10. It is further submitted on behalf of the Department that in the present case, the assessee has not received any income in convertible foreign exchange form outside India. It is the submission of the Department that the income received by the assessee is the payment received by the assessee from WAPCOS pursuant to an agreement between WAPCOS and the petitioner. In the first place, this was not a ground for rejecting the petitioner’s application. Any way, this submission is not supported by the terms of the agreement dated February 5, 1976, or the nature of the arrangement between the petitioner and WAPCOS. As set out earlier, the petitioner is entitled to receive payment in its own right in respect of services rendered by the employees of the petitioner outside India.
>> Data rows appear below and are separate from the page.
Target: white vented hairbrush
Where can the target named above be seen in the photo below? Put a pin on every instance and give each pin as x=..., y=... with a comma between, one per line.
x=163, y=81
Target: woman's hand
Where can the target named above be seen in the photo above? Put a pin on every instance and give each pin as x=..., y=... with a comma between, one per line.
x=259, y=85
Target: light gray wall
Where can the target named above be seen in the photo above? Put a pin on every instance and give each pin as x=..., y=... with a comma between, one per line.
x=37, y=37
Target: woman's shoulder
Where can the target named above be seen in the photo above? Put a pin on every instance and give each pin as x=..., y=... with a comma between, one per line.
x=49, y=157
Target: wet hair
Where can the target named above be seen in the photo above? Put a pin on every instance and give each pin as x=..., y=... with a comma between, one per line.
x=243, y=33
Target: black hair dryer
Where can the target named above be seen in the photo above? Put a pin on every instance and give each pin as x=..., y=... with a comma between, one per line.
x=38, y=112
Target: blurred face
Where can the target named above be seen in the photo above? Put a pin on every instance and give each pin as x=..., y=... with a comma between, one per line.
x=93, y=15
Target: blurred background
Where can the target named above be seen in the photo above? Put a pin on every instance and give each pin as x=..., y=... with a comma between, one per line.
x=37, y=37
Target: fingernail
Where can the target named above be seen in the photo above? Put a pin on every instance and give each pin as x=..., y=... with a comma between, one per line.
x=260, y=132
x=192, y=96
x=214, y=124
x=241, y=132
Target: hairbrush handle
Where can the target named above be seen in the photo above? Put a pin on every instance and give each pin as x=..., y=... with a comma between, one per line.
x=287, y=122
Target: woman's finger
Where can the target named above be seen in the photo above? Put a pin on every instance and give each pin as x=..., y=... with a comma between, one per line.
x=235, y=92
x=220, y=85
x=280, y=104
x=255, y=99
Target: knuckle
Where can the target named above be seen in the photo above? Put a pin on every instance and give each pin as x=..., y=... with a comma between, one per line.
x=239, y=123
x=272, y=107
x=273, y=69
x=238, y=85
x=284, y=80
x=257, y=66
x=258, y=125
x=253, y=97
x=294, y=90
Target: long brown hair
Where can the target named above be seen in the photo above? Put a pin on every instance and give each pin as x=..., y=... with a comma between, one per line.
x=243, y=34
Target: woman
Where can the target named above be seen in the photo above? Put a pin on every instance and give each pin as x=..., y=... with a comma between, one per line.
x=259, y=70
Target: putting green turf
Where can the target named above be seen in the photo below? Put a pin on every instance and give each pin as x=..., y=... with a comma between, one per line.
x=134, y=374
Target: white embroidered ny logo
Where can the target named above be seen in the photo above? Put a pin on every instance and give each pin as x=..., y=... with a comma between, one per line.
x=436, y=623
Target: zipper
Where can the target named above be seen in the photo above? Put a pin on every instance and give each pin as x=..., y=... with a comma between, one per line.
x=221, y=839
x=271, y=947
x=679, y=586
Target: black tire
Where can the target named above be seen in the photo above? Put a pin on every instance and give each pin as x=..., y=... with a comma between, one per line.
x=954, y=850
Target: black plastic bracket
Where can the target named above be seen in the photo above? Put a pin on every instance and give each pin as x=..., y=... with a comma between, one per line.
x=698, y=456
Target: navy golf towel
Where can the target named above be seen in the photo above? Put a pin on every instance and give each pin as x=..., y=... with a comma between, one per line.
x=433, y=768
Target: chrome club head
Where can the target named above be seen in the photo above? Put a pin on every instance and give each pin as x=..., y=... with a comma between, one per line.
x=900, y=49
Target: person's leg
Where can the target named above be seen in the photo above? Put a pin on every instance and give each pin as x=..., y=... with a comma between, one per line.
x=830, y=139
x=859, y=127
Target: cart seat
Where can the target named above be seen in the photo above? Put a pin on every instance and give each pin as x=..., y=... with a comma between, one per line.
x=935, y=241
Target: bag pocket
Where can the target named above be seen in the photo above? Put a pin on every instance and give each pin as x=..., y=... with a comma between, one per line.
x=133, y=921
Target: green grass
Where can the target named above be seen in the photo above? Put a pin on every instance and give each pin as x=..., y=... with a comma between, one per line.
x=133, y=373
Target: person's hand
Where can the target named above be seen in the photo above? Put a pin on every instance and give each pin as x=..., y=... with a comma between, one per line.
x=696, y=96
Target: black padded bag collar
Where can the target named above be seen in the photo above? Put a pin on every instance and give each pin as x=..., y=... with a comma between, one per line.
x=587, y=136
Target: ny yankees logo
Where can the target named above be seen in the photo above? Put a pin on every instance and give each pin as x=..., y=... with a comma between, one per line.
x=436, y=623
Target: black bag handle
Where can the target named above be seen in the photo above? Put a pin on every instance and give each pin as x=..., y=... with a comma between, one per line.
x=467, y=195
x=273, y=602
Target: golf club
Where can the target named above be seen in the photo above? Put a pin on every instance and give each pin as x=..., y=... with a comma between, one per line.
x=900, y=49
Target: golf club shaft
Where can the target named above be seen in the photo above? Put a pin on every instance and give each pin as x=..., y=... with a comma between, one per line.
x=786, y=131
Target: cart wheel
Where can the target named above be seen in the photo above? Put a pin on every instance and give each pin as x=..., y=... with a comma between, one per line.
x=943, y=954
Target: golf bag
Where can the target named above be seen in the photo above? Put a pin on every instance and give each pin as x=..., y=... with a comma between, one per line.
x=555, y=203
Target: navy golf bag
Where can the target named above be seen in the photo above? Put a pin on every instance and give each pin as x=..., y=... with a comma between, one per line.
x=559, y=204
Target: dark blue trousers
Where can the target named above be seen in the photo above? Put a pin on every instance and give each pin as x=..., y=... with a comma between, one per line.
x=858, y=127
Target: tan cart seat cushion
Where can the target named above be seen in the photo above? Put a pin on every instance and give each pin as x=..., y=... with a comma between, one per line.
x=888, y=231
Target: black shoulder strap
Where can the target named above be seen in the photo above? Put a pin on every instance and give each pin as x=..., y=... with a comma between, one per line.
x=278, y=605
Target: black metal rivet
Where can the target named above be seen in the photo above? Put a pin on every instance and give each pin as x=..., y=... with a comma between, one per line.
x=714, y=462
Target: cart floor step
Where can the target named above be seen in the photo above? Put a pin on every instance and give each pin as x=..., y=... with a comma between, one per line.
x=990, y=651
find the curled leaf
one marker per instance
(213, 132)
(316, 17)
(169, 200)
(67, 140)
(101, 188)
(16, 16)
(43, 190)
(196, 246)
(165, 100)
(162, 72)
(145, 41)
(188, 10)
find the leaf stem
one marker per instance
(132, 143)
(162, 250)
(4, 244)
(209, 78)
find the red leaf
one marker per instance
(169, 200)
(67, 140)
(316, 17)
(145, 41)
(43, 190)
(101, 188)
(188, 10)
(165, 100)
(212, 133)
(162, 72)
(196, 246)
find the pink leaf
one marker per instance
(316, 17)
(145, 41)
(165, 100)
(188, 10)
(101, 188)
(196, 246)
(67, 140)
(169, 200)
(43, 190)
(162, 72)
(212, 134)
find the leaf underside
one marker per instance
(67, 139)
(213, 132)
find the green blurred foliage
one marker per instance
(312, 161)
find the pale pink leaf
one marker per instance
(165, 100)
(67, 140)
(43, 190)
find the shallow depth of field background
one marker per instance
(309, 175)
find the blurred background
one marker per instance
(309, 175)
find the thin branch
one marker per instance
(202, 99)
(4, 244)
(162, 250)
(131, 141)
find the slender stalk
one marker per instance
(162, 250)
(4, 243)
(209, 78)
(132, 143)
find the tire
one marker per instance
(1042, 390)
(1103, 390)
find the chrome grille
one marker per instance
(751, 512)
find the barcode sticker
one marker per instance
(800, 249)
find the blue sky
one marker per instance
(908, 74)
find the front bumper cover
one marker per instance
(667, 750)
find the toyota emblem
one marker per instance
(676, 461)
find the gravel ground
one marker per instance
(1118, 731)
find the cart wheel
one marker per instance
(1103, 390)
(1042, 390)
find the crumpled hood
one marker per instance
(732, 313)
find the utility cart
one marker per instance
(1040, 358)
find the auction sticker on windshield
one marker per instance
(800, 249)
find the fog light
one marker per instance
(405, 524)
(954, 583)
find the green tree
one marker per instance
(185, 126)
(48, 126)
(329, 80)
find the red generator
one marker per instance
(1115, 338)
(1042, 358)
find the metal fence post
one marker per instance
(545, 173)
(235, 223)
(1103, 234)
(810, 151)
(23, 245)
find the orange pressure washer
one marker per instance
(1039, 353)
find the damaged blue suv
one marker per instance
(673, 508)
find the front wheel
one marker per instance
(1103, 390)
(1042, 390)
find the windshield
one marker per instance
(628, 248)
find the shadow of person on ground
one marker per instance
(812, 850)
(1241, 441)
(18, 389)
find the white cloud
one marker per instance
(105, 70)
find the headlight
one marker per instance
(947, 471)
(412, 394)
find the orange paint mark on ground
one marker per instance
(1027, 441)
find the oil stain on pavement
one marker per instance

Under the agreement between WAPCOS and the petitioner, WAPCOS is entitled to retain 20% of this income for its promotional expenses and overheads. The balance of 80% of the income is to be received by the petitioner. WAPCOS is merely the agent of the petitioner for the purpose of receiving this 80% of the payment which in turn is handed over by WAPCOS to the petitioner in India. In the absence of the Reserve Bank of India’s permission, the payment which was received in foreign exchange by WAPCOS was converted into Indian rupees and handed over to the petitioner. This cannot make any difference to the fact that the payment was received in foreign exchange on behalf of the petitioner by WAPCOS and it is brought into India on behalf of the petitioner. In fact, under the same agreement, after obtaining the permission of the Reserve Bank of India, the petitioner is now receiving payment in foreign exchange as from December, 1978 onwards. The income, therefore, which is derived by the petitioner under the contract dated February 5, 1976, is an income received in convertible foreign exchange outside India and brought into India on behalf of the assessee in accordance with the law in force.

11. In this connection, my attention was drawn to a decision of my brother Pratap J., dated June 10, 1985, in Gannon Dunkerley & Co. Ltd. v. Central Board of Direct Taxes, New Delhi, in Writ Petition No. 1044 of 1981 [1986] 159 ITR 162 (Bom). In that case, Gannon Dunkerley & Co. Ltd. had acted as sub-contractors of Engineering Projects (India) Ltd. in respect of a contract entered into by Engineering Projects (India) Ltd. with the Government of Kuwait. There was an agreement between Gannon Dunkerley & Co. Ltd. and Engineering Projects (India) Ltd., under which Gannon Dunkerley & Co. Ltd. had worked in Kuwait. The application of Gannon Dunkerley & Co. Ltd. for approval of this agreement with Engineering Projects (India) Ltd. under section 80-O of the Income-tax Act was rejected by the Board on the ground that the agreement was with an Indian company and hence it did not qualify for approval under section 80-O. This contention of the Board was negatived by the High Court which held that the main conditions and ingredients of section 80-O were complied with. The court said that the object of section 80-O is to encourage the export of Indian technical know-how and augmentation of foreign exchange resources of the country. Bearing in mind the object, the agreement in question fulfilled objectives for which section 80-O was enacted and hence it should be held as covered by section 80-O. The learned judge in that case on facts came to the conclusion that the agreement in question there complied with the conditions of section 80-O.

12. In the present case, there is nothing in section 80-O which requires that the agreement should necessarily be between the assessee and the foreign party. If the conditions set out in section 80-O are fulfilled, the agreement would qualify for approval by the Board. The agreement dated February 5, 1976, for the reasons set out above, qualifies for such approval.

13. In the premises, the petition is allowed and the rule is made absolute in terms of prayers (a) and (b).

14. The respondents to pay to the petitioner the costs of the petition.